Tu le sais peut-être, la Deuxième Guerre Mondiale est bien plus connue et parlé dans des médias et la pop culture que la Première. Pense-tu que ce nouvel album de Sabaton saura mettre en lumière cette période ?
Je l’espère dans un sens. Si tu regardes les documentaires, jeux vidéos, films, un sur dix doit être sur la Première Guerre Modiale alors que tous les autres sont sur la Deuxième ! Mais avec l’avancée de la technologie, j’espère qu’on pourra faire plus de recherches dessus. La Deuxième Guerre Mondiale a cet avantage d’être très bien documentée et- c’est bizarre à dire, et j’espère que tu ne le prendras pas dans le mauvais sens – elle est plus sexy (rires) car il est plus facile de pointer les bon gentils et les grands méchants. L’image que cette guerre renvoie est très « blanche ou noire ». C’est dommage car ce sont des guerres où il s’est passé beaucoup de choses politiquement, géographiquement,…. La carte de l’Europe n’est d’ailleurs plus la même aujourd’hui qu’avant : vous aviez l’Empire russe, austro-hongrois, germanique, ottoman … qui étaient autrefois de grandes nations mais qui n’existent plus aujourd’hui.
Y a-t-il eu certains événements que vous n’avez pas pu traiter, alors que vous le vouliez ?
Non. Et comme on a fait une chanson sur l’Holocauste, on estime qu’on peut aller vers n’importe quel sujet maintenant (rires). Mais quelques unes de nos histoires favorites n’ont pas pu être incluses dans l’album car elles ne collaient juste pas au reste des morceaux musicalement parlant.
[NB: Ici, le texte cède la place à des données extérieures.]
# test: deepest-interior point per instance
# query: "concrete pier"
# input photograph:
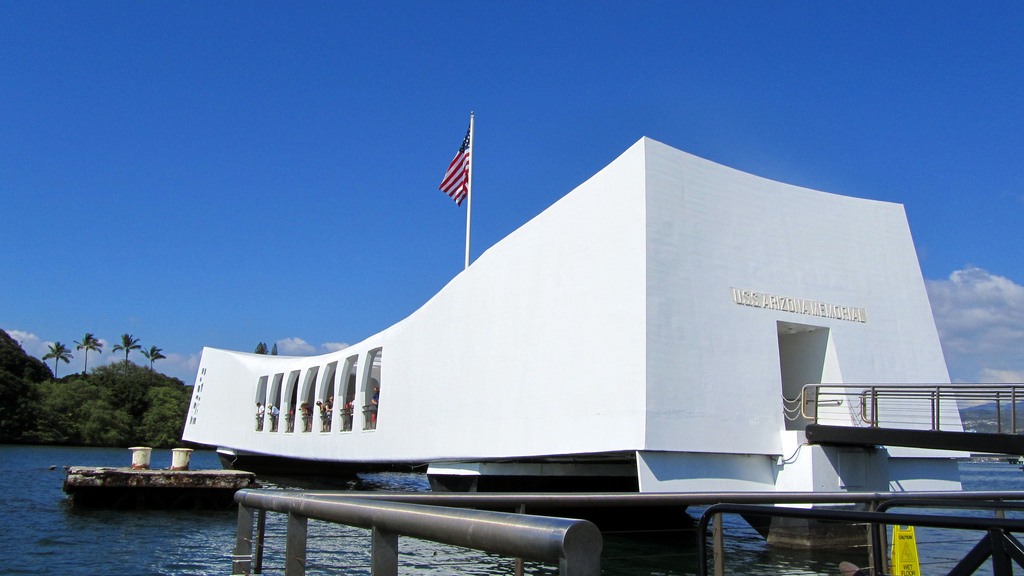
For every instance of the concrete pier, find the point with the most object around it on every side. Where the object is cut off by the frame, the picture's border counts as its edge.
(128, 488)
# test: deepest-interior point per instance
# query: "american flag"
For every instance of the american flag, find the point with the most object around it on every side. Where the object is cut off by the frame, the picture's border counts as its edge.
(456, 182)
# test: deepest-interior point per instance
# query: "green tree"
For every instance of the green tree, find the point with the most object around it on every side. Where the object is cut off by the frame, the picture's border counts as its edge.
(127, 344)
(58, 353)
(153, 355)
(88, 342)
(164, 419)
(19, 374)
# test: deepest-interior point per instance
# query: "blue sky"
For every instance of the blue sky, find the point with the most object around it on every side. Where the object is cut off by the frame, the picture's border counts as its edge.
(223, 173)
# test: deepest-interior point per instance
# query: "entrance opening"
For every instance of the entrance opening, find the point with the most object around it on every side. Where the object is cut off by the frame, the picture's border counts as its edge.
(806, 357)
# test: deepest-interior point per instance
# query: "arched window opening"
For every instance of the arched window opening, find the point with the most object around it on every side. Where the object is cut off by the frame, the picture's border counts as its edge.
(371, 389)
(291, 394)
(306, 399)
(351, 368)
(273, 401)
(325, 398)
(260, 402)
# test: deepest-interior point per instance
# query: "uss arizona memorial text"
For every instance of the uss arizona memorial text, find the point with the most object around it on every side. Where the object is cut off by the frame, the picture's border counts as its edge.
(798, 305)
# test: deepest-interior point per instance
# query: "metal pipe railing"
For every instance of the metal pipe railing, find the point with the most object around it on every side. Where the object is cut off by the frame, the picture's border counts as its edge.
(875, 520)
(903, 400)
(573, 544)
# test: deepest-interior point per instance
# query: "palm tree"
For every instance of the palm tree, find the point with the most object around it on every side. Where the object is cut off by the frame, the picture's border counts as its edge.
(89, 342)
(127, 344)
(58, 353)
(154, 354)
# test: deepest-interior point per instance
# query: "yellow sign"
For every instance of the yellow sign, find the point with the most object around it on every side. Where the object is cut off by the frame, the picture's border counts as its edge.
(904, 552)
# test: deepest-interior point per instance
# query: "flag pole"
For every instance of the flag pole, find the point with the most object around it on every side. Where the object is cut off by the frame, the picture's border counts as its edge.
(469, 188)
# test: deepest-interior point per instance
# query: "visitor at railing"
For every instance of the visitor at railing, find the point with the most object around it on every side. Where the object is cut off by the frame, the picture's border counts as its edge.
(325, 416)
(346, 416)
(370, 411)
(274, 414)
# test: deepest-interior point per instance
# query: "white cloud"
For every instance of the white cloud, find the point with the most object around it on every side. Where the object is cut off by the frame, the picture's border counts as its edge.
(295, 346)
(980, 318)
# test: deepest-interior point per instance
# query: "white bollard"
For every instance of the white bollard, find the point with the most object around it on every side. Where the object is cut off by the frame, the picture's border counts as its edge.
(140, 457)
(179, 458)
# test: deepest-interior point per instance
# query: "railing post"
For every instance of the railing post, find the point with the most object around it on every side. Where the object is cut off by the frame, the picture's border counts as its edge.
(998, 413)
(519, 564)
(1013, 410)
(295, 546)
(719, 545)
(383, 552)
(242, 561)
(875, 407)
(260, 533)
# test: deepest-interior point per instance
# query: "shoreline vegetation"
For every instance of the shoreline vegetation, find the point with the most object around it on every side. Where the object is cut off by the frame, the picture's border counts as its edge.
(117, 405)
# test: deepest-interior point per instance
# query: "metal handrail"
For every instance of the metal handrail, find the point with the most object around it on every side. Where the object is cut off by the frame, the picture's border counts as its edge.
(873, 519)
(573, 544)
(902, 398)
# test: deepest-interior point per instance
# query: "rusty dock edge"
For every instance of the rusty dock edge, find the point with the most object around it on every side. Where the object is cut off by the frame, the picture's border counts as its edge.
(164, 489)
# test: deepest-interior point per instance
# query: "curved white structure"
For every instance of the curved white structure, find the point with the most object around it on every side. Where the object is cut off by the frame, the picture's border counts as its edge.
(642, 331)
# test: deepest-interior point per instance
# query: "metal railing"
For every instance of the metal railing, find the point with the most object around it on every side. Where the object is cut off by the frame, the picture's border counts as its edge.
(895, 405)
(572, 544)
(996, 544)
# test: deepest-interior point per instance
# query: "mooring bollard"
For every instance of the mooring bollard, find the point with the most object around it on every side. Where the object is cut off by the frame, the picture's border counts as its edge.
(179, 458)
(140, 457)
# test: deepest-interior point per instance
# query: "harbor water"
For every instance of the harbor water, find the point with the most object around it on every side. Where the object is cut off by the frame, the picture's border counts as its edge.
(47, 536)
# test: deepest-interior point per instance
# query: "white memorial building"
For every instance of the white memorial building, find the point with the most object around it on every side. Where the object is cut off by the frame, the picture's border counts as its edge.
(642, 333)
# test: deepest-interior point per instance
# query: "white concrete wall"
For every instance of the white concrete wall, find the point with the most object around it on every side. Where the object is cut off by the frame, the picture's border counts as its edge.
(607, 324)
(714, 376)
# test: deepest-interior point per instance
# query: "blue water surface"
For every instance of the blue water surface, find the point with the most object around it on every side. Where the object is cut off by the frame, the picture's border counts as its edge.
(45, 535)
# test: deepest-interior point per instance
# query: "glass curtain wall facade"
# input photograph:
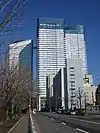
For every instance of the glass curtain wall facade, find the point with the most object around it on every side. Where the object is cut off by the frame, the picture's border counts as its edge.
(75, 45)
(50, 52)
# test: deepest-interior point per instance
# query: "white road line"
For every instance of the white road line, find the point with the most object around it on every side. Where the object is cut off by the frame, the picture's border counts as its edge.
(63, 123)
(81, 130)
(51, 118)
(92, 122)
(15, 124)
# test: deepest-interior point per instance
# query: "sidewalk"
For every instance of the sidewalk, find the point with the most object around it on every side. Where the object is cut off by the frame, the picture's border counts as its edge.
(21, 126)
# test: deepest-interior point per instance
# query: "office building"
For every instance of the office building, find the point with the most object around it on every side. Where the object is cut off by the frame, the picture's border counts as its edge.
(50, 52)
(90, 95)
(21, 54)
(20, 60)
(88, 80)
(75, 45)
(49, 91)
(98, 95)
(68, 85)
(75, 83)
(55, 43)
(89, 89)
(60, 94)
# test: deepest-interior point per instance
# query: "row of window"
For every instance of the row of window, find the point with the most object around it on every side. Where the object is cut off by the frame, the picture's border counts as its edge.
(50, 25)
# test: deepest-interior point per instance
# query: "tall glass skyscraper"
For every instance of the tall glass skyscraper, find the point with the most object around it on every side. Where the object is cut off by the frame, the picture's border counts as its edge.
(56, 43)
(20, 59)
(21, 53)
(50, 52)
(75, 45)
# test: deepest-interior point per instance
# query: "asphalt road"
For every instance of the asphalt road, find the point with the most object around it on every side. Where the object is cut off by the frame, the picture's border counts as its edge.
(85, 124)
(47, 124)
(22, 126)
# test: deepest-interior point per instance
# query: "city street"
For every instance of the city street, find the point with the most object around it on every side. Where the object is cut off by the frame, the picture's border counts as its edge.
(45, 124)
(86, 125)
(21, 126)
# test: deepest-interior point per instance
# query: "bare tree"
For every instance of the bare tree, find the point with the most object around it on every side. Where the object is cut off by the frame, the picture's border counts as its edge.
(13, 10)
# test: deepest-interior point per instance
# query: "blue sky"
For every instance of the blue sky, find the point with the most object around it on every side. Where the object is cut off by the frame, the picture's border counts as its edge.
(86, 12)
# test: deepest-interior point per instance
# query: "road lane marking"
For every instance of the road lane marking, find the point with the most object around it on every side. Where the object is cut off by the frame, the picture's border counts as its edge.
(51, 118)
(81, 130)
(63, 123)
(92, 122)
(16, 124)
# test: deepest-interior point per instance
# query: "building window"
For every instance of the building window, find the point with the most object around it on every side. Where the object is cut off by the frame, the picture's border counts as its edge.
(72, 74)
(71, 67)
(72, 81)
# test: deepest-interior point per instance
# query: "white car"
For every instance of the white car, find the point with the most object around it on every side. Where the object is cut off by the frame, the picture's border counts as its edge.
(73, 113)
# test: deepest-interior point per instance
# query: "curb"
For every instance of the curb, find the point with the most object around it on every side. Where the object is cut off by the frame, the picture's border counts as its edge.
(15, 124)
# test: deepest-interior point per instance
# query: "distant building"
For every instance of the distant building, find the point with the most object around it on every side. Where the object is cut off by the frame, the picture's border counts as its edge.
(67, 83)
(98, 96)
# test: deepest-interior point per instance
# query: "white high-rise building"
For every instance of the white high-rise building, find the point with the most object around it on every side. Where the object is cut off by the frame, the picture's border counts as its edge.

Par exemple, je pensais vraiment pouvoir faire quelque chose sur l’occupation de Bruxelles ou encore me focaliser sur le Hellfire Corner.
Peux-tu m’en dire plus sur l’artwork ?
Oui il s’agit d’un gars hongrois, Peter Sallaí, avec qui nous collaborons régulièrement. Il était d’ailleurs consultant sur ce film nommé « Lord Of Chaos », il s’assurait que les choses dites étaient vraies ou fausses (rires). On a commencé par voir le dessin de ce soldat au milieu, se couvrant le visage. Et dans un premier temps, si j’ai beaucoup aimé ce que cela renvoyait émotionnellement, j’ai détesté visuellement cet artwork. Je pensais que ce n’était pas le bon dessin à utiliser, ni même les bons tons de couleurs, que je trouvais trop proches de nos précédents artworks, particulièrement « The Last Stand », notre dernier en date.
Vous vouliez donc du changement ?
Oui. Mais en regardant toutes les idées que nous avions pour l’améliorer et cette réponse émotionnelle que nous avions tous eu, et que nous ne pouvions ignorer, on s’est dit qu’il fallait étoffer cet artwork et rajouter un arrière-plan, pourquoi pas un champ de bataille donc. Et on a développé tout ce que tu peux voir sur l’artwork d’aujourd’hui. Bien évidemment on va perdre en sexitude avec nos tee-shirts (rires) Mais la réponse émotionnelle dégagé par cet artwork et le fait qu’il colle parfaitement à notre musique me satisfait amplement.
Je m’interroge sur la sortie il y a quelques semaines de « Bismarck », qui est, si je ne m’abuse, un vaisseau de première classe chez les nazis. Le sortir au même moment que l’annonce de votre nouvel album était plutôt cocasse (rires).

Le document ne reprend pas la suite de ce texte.